Deployment Execution on Linux instances

Here we cover the installation based on running the script first_boot_installer manually, on each Linux host involved in the installation.

Como bien sabemos, a la hora de ejecutar una instalación, podemos optar por cómo vamos a distribuir los componentes, es decir que servicios vamos a agrupar sobre un mismo Linux host y cuales van a correr sobre instancias exclusivas.

Es sabido que cada componente cuenta con su script de deploy first_boot_installer.tpl para instalar el componente sobre un Linux host. Sin embargo, se resalta el hecho de que el componente OMLApp cuenta con un first_boot_installer.tpl más complejo ya que posee la posibilidad de determinar qué componentes (Asterisk, Kamailio, RTPEngine, PostgreSQL, Redis) deberan desplegarse junto a la aplicacion web principal OMniLeads, compartiendo asi el host, y cuales otros no se despliegan por haber sido declarados en sus variables on sus respectivas direcciones de red (export component_host=).
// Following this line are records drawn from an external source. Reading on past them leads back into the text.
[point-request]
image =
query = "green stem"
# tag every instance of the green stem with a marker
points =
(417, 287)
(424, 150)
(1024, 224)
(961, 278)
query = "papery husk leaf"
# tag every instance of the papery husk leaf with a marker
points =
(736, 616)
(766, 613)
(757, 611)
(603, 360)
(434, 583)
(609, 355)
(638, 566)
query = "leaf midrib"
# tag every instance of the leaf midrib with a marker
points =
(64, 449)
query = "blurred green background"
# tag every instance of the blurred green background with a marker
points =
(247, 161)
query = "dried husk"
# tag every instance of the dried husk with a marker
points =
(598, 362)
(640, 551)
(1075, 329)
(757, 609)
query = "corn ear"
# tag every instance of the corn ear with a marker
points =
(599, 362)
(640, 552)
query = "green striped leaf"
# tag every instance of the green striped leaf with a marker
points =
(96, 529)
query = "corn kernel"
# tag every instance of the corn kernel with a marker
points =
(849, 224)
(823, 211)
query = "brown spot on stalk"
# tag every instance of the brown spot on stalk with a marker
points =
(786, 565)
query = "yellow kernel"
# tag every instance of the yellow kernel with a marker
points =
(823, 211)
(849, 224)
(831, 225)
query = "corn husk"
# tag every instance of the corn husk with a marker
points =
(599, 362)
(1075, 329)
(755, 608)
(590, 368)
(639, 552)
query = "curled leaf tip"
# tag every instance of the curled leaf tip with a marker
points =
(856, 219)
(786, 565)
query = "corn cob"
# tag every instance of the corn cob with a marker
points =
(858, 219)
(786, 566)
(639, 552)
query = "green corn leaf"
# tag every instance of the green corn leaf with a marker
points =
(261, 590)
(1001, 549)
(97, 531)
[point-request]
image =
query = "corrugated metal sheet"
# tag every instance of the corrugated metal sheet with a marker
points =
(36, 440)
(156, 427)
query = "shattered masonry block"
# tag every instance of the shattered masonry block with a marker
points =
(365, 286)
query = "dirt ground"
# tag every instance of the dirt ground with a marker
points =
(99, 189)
The rule then, is to define the distribution of components and after that execute the deployment of each one in the following order:

Finally, we should launch the deployment execution of our main component OMLApp.

Note

Si la idea es generar un deploy AIO (All in One) es decir todos los componentes de OMniLeads compartiendo el mismo linux host, entonces simplemente se debe ejecutar el first_boot_installer.sh del componente OMLApp, dejando con el valor de NULL toda aquella variable que haga referencia a la dirección de red de un componente:

export oml_redis_host=NULL
export oml_asterisk_host=NULL
export oml_kamailio_host=NULL
export oml_psql_host=NULL
export oml_rtpengine_host=NULL
export oml_websocket_host=NULL

To get our script, launch the following command:

curl https://gitlab.com/omnileads/ominicontacto/-/raw/master/install/onpremise/deploy/ansible/first_boot_installer.tpl?inline=false > first_boot_installer.sh && chmod +x first_boot_installer.sh

Entonces, una vez que contamos con el script, pasamos a trabajar las variables, quitando comentarios y configurando sus valores dentro del propio script. Aquí, detallamos y explicamos cada una de las OMLApp Component Installation Variables.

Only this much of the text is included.